Growing food is hard

Growing up in south Louisiana, I pretty much learned to garden by the following method: stick whatever you want to grow in the ground, then chop it back every 3 to 6 months so that it doesn't take over your entire yard. I remember once covering a newly-planted garden with a tarp during a late freeze, but we didn't get around to taking the tarp off until about a week later. The tomato plants went from about 6 inches to nearly 2 feet in that time... and I am not exaggerating!

Here in central Texas it's a little different. The soil is extremely alkaline - if you have any soil at all. Rainfall is sporadic - we just went over 3 weeks without rain, and it's only mid-May. And of course, summers are hot, hot, hot - we often have days in August and September that are over 110 degrees. All this means you'd better plant early, hope for rain, and gather your spring harvest before mid-June.

So tonight I picked another handful of green beans, with are once again doing great - I only wish the chickens hadn't gotten them when I first planed them, because they are the one thing that's really producing.
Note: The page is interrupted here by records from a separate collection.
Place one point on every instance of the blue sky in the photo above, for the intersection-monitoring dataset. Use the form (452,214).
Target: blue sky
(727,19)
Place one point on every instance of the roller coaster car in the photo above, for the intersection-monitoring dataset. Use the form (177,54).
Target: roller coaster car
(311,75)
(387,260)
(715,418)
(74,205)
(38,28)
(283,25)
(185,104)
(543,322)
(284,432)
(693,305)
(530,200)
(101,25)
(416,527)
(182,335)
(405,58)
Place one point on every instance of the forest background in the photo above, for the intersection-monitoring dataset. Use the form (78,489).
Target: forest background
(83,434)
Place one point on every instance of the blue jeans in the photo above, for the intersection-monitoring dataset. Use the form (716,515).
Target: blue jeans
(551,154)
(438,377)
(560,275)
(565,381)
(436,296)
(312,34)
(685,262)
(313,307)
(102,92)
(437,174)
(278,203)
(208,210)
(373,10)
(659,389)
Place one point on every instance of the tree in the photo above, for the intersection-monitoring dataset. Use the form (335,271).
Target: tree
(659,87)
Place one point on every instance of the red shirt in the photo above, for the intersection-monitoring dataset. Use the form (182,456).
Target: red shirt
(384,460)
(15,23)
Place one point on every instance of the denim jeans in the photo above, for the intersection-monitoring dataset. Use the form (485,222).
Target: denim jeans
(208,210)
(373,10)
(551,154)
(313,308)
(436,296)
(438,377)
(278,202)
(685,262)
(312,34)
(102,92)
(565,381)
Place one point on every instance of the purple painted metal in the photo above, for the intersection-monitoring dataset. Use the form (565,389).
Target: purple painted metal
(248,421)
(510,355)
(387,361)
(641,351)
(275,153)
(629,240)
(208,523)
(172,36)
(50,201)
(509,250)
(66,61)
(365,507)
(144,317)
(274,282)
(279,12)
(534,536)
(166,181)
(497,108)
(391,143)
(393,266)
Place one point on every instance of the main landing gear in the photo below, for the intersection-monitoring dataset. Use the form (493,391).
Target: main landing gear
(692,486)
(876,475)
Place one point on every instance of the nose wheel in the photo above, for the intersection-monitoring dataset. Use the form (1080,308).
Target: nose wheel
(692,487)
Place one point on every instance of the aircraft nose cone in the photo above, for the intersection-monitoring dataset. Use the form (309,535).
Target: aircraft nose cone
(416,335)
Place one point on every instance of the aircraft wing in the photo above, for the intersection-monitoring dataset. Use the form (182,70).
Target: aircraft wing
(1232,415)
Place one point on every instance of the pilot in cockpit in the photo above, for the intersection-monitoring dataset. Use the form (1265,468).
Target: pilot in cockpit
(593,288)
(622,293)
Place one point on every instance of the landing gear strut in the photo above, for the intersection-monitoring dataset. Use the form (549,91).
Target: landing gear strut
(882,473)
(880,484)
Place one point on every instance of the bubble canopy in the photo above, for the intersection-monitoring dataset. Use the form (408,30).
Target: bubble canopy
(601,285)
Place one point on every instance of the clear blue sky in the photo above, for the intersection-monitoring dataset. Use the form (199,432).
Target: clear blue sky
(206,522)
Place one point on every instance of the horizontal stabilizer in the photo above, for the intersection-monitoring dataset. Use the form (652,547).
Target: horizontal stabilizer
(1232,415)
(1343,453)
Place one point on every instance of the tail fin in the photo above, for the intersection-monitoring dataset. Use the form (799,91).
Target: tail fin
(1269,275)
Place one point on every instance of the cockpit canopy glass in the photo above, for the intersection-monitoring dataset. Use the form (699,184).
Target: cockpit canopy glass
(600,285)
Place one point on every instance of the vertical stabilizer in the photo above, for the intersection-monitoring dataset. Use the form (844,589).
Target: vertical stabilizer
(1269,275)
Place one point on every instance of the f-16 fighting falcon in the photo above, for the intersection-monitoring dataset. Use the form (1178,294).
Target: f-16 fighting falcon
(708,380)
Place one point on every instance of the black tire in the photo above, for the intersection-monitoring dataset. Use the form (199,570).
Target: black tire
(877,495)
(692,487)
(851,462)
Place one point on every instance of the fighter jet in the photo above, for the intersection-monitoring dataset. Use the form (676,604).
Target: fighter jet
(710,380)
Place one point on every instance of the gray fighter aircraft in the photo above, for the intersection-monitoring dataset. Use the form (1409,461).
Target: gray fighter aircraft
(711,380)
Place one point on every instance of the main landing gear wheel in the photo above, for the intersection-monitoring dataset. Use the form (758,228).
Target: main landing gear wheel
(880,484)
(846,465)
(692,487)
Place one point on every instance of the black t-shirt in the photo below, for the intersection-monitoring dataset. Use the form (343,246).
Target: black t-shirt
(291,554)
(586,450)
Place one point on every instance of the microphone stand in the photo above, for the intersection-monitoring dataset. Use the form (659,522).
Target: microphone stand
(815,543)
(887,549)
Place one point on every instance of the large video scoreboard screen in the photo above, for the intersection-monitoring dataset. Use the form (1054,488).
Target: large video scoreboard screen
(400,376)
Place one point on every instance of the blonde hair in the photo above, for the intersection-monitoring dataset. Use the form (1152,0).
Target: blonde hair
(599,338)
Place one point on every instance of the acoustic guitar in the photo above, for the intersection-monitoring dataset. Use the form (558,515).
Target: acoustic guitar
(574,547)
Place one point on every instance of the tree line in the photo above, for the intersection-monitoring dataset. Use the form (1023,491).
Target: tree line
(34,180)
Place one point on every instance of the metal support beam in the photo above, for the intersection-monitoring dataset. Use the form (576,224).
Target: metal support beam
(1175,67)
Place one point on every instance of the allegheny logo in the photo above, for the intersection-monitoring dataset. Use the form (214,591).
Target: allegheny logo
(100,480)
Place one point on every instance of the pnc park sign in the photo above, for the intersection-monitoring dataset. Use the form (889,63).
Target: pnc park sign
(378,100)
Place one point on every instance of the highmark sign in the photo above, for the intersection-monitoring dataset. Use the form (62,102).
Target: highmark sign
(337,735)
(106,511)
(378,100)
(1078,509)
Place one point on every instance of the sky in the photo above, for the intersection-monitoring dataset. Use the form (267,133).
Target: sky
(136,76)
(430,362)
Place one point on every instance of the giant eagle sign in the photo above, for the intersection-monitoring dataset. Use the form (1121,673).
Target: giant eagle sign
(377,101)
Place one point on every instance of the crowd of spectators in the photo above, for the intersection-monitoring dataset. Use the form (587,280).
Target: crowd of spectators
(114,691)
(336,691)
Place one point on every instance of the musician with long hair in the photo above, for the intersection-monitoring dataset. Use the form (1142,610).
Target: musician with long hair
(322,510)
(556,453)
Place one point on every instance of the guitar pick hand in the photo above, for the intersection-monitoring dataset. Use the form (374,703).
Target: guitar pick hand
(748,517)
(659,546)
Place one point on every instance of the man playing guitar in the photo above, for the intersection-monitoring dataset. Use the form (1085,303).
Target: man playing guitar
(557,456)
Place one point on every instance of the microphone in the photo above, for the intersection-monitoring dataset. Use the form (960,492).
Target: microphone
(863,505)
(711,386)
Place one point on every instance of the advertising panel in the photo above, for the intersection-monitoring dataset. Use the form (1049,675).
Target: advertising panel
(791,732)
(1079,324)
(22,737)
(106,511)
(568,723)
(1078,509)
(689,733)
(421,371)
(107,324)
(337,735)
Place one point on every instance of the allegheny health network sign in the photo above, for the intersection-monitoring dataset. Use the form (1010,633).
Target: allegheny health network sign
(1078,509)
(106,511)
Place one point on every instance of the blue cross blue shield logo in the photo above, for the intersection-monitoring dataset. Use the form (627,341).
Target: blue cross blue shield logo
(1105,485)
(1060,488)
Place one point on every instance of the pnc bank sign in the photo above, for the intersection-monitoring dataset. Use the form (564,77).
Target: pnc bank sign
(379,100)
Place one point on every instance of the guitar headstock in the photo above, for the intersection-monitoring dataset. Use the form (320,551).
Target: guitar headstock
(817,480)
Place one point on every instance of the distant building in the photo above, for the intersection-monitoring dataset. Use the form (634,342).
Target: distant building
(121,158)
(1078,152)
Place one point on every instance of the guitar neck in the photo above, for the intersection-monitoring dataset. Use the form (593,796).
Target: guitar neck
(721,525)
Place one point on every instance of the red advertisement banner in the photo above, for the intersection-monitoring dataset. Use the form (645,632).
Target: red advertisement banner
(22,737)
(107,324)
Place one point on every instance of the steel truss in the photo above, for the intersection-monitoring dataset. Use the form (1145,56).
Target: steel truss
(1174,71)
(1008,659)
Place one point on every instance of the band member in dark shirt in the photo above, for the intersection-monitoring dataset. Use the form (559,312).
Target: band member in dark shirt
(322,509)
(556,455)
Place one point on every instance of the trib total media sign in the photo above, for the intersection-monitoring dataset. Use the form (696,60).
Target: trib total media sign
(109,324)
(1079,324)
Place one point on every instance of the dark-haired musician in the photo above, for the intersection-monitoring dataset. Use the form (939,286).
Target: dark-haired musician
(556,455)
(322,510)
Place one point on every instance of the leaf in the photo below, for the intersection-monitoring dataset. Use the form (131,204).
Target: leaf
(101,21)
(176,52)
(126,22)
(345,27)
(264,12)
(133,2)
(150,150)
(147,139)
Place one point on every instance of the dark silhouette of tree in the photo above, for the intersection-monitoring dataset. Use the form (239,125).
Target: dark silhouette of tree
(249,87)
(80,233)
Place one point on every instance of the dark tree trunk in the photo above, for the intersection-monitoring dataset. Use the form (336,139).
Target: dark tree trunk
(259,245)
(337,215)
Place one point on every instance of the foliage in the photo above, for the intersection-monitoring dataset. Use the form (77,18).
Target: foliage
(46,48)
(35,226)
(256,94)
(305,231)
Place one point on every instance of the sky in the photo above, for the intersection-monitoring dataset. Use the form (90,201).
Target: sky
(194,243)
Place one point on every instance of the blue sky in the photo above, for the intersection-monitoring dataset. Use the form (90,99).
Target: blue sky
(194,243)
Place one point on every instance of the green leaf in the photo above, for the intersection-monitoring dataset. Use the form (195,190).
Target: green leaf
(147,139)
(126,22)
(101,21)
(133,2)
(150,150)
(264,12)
I took most of the rest of the snow peas, which are being savaged by aphids. There are gobs of ladybugs out there, but they just can't keep up, and it's getting really warm for snow peas. The smaller bush snow peas in the middle row have all but died, and the bigger peas are on their last legs. I'll probably do my last harvest in another few days and then turn the plants under.

Green beans on the top, sad-looking snow peas on the bottom. This might be enough for the hubby and I for a veggie for one meal.

I also pulled up the potatoes tonight, since the plants were looking pretty yellow and sad. I really wasn't sure what I'd find, but I pulled out 14 potatoes of varying sizes. Not a spectacular harvest by any means with 8 plants, but I did plant very late. At least I grew SOMETHING and they didn't get eaten. I actually decided to stick the plants back in the ground since a lot of them had teeny little eraser-sized potatoes on them - who knows, maybe they'll make it through the summer and produce again in the fall.

Tasty-looking taters.

Something I did find a ton of in the garden was these big white grubs, which I think are Japanese beetle grubs. I must've seen dozens of them, and of course it was too late in the day to get the chickens. Tomorrow I may go out and nab a bunch of them to feed to the girls, or even just let the girls hang out in the garden for a bit and hope don't scratch things up too much.

So the bottom line is that most of the cool-weather plants are done. The onions are starting to fall over, so probably another week or two before harvest. Then it's just the tomatoes and peppers, which are growing well but not really flowering and fruiting yet - and it's getting way late in the season. It's a good thing I've got a farmer's market nearby and don't have to depend on what I grow to feed us, because I'm not doing a very good job of it. I am glad I grew something this spring though - it's very satisfying to at least get a few veggies out of my own garden. Still, I've got a long way to go before we become more self-sufficient in the veggie area.

1 comment:

  1. The potatoes look great! I'm impressed, even if it is a small-ish harvest. I'm worried that my tomatoes are not going to do very much. I have those little grubs in my yard too, though I haven't seen them in the veggie garden yet. Thanks for the link on those.